The students of ESIGELEC (École Supérieure d'Ingénieur en Génie Électrique) are implementing the lessons learned during their training to carry out a multidisciplinary project of community interest, with the assistance of their teachers.

From market survey...

A group of six students decided to launch the production of an electronic dictionary for the visually challenged. To evaluate demand, they first made a survey of products available on the market with the help of Eurobraille, a company specialized for 30 years in France in the production of hardware and software for the visually challenged.

Their study confirmed the need for a small dictionary for visually challenged persons, including Braille and audio playback of the definitions. The students are therefore working on an electronic pocket dictionary (the size of a mini PC) featuring a Braille keyboard with a translation of the alphabet, a Braille display screen and audio playback of the definitions.

... To production

To optimize the ergonomics of the product (particularly in the keyboard arrangement), the students worked with a Rouen nonprofit of visually challenged persons. The latter suggested a keyboard in alphabetical order rather than a conventional Azerty keyboard.
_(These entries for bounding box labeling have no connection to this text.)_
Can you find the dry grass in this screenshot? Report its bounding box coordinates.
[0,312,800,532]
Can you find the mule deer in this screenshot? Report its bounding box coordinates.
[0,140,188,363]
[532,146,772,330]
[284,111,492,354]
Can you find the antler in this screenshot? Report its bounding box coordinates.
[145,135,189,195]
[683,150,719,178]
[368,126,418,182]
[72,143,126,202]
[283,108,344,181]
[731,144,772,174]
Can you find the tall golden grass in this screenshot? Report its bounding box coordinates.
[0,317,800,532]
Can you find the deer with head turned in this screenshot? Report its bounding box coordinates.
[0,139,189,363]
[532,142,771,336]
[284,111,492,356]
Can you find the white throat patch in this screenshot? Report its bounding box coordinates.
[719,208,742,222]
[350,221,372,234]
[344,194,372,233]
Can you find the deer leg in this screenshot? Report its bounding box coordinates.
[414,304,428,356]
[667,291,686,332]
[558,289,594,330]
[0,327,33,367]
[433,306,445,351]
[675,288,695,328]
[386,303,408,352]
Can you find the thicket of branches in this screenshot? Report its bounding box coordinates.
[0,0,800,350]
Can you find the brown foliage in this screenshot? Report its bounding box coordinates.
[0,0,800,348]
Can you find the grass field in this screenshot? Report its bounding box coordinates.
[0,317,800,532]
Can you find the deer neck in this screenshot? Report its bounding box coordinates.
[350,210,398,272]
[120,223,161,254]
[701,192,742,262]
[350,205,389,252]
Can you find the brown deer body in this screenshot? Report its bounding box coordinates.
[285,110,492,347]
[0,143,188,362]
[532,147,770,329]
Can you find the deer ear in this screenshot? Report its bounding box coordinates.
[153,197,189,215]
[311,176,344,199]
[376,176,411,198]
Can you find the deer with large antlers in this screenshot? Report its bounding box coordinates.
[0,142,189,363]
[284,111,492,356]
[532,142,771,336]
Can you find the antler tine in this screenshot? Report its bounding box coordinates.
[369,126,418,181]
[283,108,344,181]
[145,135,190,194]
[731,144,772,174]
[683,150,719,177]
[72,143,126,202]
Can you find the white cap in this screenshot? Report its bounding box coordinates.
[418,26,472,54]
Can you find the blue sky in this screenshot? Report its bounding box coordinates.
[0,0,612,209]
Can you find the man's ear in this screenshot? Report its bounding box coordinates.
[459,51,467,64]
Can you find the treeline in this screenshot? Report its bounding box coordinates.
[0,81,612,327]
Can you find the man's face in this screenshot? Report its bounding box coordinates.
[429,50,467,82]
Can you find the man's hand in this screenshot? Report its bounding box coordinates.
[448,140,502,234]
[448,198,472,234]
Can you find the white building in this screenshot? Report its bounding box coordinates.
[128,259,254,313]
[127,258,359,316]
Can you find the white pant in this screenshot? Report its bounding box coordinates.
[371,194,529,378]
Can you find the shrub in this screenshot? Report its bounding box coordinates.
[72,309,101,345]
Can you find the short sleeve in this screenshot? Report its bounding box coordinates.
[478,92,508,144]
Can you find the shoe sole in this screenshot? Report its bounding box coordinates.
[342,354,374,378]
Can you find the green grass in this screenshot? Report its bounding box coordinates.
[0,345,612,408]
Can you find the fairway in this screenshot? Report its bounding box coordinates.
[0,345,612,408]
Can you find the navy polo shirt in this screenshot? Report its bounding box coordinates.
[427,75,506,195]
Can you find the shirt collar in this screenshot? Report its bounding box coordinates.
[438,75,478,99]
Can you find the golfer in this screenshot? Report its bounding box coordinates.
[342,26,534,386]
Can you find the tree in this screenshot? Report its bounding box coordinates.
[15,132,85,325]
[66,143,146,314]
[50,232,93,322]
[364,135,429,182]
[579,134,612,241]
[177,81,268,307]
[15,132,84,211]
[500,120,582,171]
The product is as complete as a conventional dictionary, with 30,000 words. The term researched is entered in Braille on the keyboard and the definition is displayed on the screen in Braille and can be heard by audio playback.

All through the production of the dictionary, the students are assisted by their teachers. The project is part of their training, which includes the completion of a multidisciplinary project of community interest, implementing their knowledge.

The six students enlisted the help of Captive 2000, a nonprofit active since 1999 on the Esigelec campus, to propose their project to the jury of the Student Solidarity Prize. The jury gave them a grant for the acquisition and programming of the electronic hardware and the database of the dictionary.

Julie Chavaribeyre, communication assistant with Veolia Environment and sponsor of the project, is herself visually challenged, and has provided the students with her network of relations, in particular the nonprofit "Voir Ensemble" (Seeing Together).